Une situation récemment vécue alors que je supervisais aux Urgences m’a exposé à un problème que jusqu’ici je minimisais : la voie intranasale est souvent oubliée, voir jamais utilisée. Pour les médecins travaillant régulièrement en extrahospitalier, nous savons que l’intranasal est un précieux outils lorsqu’un accès est difficile voire impossible. Et nous l’utilisons souvent. Mais en intrahospitalier, la situation est différente, et la rapidité de nos collègues infirmiers nous permet généralement d’avoir un accès en quelques minutes. Nos jeunes collègues ont tendance à prendre cette compétence infirmière « for granted », pour acquis, et c’est seulement lorsque confronté au fait qu’il n’y effectivement aucun accès que le stress devient apparent. Ce poste a pour objectif de nous rappeler quelques bases pour l’administration intranasale, et répertorier la gamme pharmacologique qui nous est disponible à cet escient.
Un grand merci à nos collègues de Krohne et Sesemann pour l’illustration. Malheureusement je ne pense pas que ce modèle supranasal soit toujours disponible…

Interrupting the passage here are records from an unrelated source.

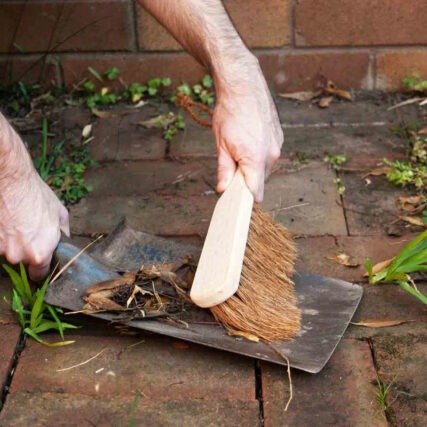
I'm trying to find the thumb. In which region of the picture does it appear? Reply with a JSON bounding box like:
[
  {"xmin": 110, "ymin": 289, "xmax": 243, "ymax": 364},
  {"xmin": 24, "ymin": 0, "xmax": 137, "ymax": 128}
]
[
  {"xmin": 216, "ymin": 148, "xmax": 237, "ymax": 193},
  {"xmin": 240, "ymin": 164, "xmax": 265, "ymax": 203}
]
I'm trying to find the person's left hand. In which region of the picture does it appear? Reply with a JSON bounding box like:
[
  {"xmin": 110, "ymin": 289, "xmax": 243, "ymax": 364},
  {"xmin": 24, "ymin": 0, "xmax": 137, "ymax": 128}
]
[{"xmin": 213, "ymin": 64, "xmax": 283, "ymax": 202}]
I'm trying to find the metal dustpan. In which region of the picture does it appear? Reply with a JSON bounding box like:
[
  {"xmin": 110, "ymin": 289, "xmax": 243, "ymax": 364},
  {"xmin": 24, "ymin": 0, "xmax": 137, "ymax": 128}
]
[{"xmin": 45, "ymin": 221, "xmax": 363, "ymax": 373}]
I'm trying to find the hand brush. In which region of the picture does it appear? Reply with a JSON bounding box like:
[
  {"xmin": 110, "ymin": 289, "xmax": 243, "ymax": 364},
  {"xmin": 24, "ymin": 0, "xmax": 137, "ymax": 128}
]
[
  {"xmin": 190, "ymin": 170, "xmax": 300, "ymax": 341},
  {"xmin": 177, "ymin": 93, "xmax": 301, "ymax": 341}
]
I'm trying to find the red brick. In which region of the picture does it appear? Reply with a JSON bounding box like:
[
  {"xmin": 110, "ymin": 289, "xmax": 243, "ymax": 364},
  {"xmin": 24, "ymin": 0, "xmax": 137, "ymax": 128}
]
[
  {"xmin": 0, "ymin": 0, "xmax": 132, "ymax": 52},
  {"xmin": 11, "ymin": 334, "xmax": 255, "ymax": 401},
  {"xmin": 263, "ymin": 162, "xmax": 346, "ymax": 236},
  {"xmin": 90, "ymin": 107, "xmax": 166, "ymax": 161},
  {"xmin": 0, "ymin": 55, "xmax": 61, "ymax": 87},
  {"xmin": 138, "ymin": 0, "xmax": 290, "ymax": 50},
  {"xmin": 262, "ymin": 339, "xmax": 388, "ymax": 427},
  {"xmin": 70, "ymin": 193, "xmax": 218, "ymax": 236},
  {"xmin": 257, "ymin": 52, "xmax": 371, "ymax": 92},
  {"xmin": 86, "ymin": 159, "xmax": 216, "ymax": 197},
  {"xmin": 0, "ymin": 390, "xmax": 259, "ymax": 427},
  {"xmin": 340, "ymin": 173, "xmax": 412, "ymax": 236},
  {"xmin": 137, "ymin": 4, "xmax": 182, "ymax": 51},
  {"xmin": 62, "ymin": 53, "xmax": 206, "ymax": 86},
  {"xmin": 295, "ymin": 0, "xmax": 427, "ymax": 46},
  {"xmin": 170, "ymin": 118, "xmax": 216, "ymax": 158},
  {"xmin": 376, "ymin": 49, "xmax": 427, "ymax": 90},
  {"xmin": 0, "ymin": 326, "xmax": 21, "ymax": 396}
]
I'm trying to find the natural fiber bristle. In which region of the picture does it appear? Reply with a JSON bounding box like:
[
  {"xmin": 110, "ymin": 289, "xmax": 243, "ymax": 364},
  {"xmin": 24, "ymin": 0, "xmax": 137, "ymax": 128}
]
[{"xmin": 211, "ymin": 206, "xmax": 301, "ymax": 342}]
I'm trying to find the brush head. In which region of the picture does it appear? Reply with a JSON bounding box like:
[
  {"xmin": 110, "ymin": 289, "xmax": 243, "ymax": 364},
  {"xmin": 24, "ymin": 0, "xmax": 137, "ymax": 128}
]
[{"xmin": 210, "ymin": 205, "xmax": 301, "ymax": 342}]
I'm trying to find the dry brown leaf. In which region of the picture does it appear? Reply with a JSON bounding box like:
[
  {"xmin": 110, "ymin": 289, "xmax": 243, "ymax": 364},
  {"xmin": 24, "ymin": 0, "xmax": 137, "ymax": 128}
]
[
  {"xmin": 319, "ymin": 96, "xmax": 334, "ymax": 108},
  {"xmin": 91, "ymin": 108, "xmax": 119, "ymax": 119},
  {"xmin": 324, "ymin": 81, "xmax": 353, "ymax": 101},
  {"xmin": 138, "ymin": 114, "xmax": 176, "ymax": 129},
  {"xmin": 326, "ymin": 253, "xmax": 360, "ymax": 268},
  {"xmin": 362, "ymin": 166, "xmax": 394, "ymax": 178},
  {"xmin": 351, "ymin": 320, "xmax": 413, "ymax": 328},
  {"xmin": 399, "ymin": 216, "xmax": 427, "ymax": 227},
  {"xmin": 363, "ymin": 258, "xmax": 394, "ymax": 277},
  {"xmin": 227, "ymin": 329, "xmax": 259, "ymax": 342},
  {"xmin": 279, "ymin": 90, "xmax": 322, "ymax": 101},
  {"xmin": 397, "ymin": 196, "xmax": 422, "ymax": 212}
]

Lorsque l’accès au capital oro-gastrique/veineux/rectal/musculaire est limité ou que le patient refuse une VVP, un accès intranasal deviens intéressant pour l’urgentiste, avec une efficacité similaire (Piers et al). Le geste technique en lui-même est relativement simple, nécessitant simplement en plus de votre arsenal régulier un atomiseur (ex. Mucosal Atomising Device (MAD), figure 1). En plus d’avoir l’avantage d’être plus rapide que le processus IV, la situation clinique influence peu la voie intranasale (corpulence, état de choc, toute âge confondu, coopération, capital veineux difficile, etc.) (Corrigan et al).
Rappel anatomique
Chaque narine peut être divisée anatomiquement en 4 parties : le vestibule, l’atrium, la région respiratoire et la région olfactive. C’est la muqueuse respiratoire (dans la région respiratoire), avec sa riche vascularisation, qui est responsable de l’absorption médicamenteuse ; en tout, chaque cavité représente une surface d’absorption de ca. 150cm et peut contenir jusqu’à 15ml de liquide. L’administration intranasale devient intéressante lorsque l’on se rappelle qu’une partie de cette vascularisation draine directement au niveau central (cerveau), bipassant des lors en partie le métabolisme first-pass au niveau hépatique – il faut donc faire très attention au dosage des médicaments en intranasal (Costantino et al). Il existe néanmoins un désavantage, à savoir que l’absorption au niveau intranasal est relativement lente, d’où la nécessite d’utiliser des produits très concentres et de diviser la dose à donner entre les deux narines (afin d’éviter la dilution et favoriser la saturation par produit concentré de la muqueuse), et de bien respecter un délai entre chaque dosage.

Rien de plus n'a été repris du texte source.